Si tralascia però di osservare che con la nascita riceviamo certo il nostro organismo fisico dai genitori,

ma oggi si hanno concetti del tutto falsi su che cosa sia tale organismo fisico.

Al momento della seconda dentizione, non solo il bambino sostituisce i denti ereditati con altri,

ma in quel momento della vita umana, per la prima volta, rinnova la sua intera organizzazione.

 

Vi è davvero una radicale differenza

fra quel che il fanciullo va diventando nell’ottavo e nel nono anno di età

e quel che egli era stato nel terzo e nel quarto.

Aveva ereditato la costituzione che aveva nel terzo e nel quarto anno; gliela avevano trasmessa i genitori.

 

Quel che va diventando e che s’affaccia per la prima volta nell’ottavo e nel nono,

proviene invece in sommo grado da quanto egli ha portato seco dal mondo spirituale.

Volendo delineare quello che sta alla base di tutto ciò in uno schema

(che urterà certo gli uomini del nostro tempo), si deve dire:

• con la nascita l’essere umano riceve in certo senso un modello

sul quale plasmerà la sua forma umana (verde nel disegno seguente).

 

Tale modello gli è dato dai suoi ascendenti, e da esso egli svilupperà ciò che diverrà più tardi (rosso nel disegno)

e che sarà un risultato di quanto ha portato seco dai mondi spirituali.

• Per quanto possa apparire irritante a un uomo dei nostri tempi

il quale viva del tutto sotto l’influsso dell’odierna cultura, si deve dire che i primi denti del bambino, ereditati,

gli servono come modello per l’elaborazione dei secondi,

elaborazione che si effettuerà in conformità delle forze recate dal mondo spirituale.
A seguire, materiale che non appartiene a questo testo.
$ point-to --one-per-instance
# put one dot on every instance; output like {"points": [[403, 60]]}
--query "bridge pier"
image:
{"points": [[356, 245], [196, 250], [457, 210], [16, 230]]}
Lo stesso è dell’intero organismo.

 

A questo punto si potrebbe domandare: perché ci occorre un modello? perché non possiamo attirare direttamente con le nostre forze le sostanze necessarie alla formazione del corpo fisico e formarlo senza che sia necessaria la discendenza, come si verificava in altri momenti dell’evoluzione terrestre, e come si verifica per quelle occorrenti alla formazione del corpo eterico che attiriamo direttamente dall’etere cosmico? perché non possiamo adunare anche la materia fisica e formare il nostro corpo fisico senza la discendenza fisica?

 

Per il pensiero odierno un simile quesito è naturalmente stolto, assurdo, ma ci si può chiedere: in rapporto alla stoltezza vale davvero la teoria della relatività, sebbene attualmente questa venga solo applicata ai fenomeni di moto, e ci si limiti a dire che la percezione non può discernere se siamo noi, assieme con il corpo sul quale ci troviamo, a muoverci oppure si muova il corpo che sta accanto a noi?

 

Tale problema emerse con chiarezza quando la teoria copernicana sostituì quella più antica. Sebbene venga attualmente solo applicata ai fenomeni di moto, la teoria della relatività (la quale, entro certi limiti, è sicuramente giusta) ben può applicarsi alla stoltezza: supponiamo ad esempio due persone, ognuna delle quali pensa che l’altra è pazza. Si tratta di vedere quale lo sia davvero!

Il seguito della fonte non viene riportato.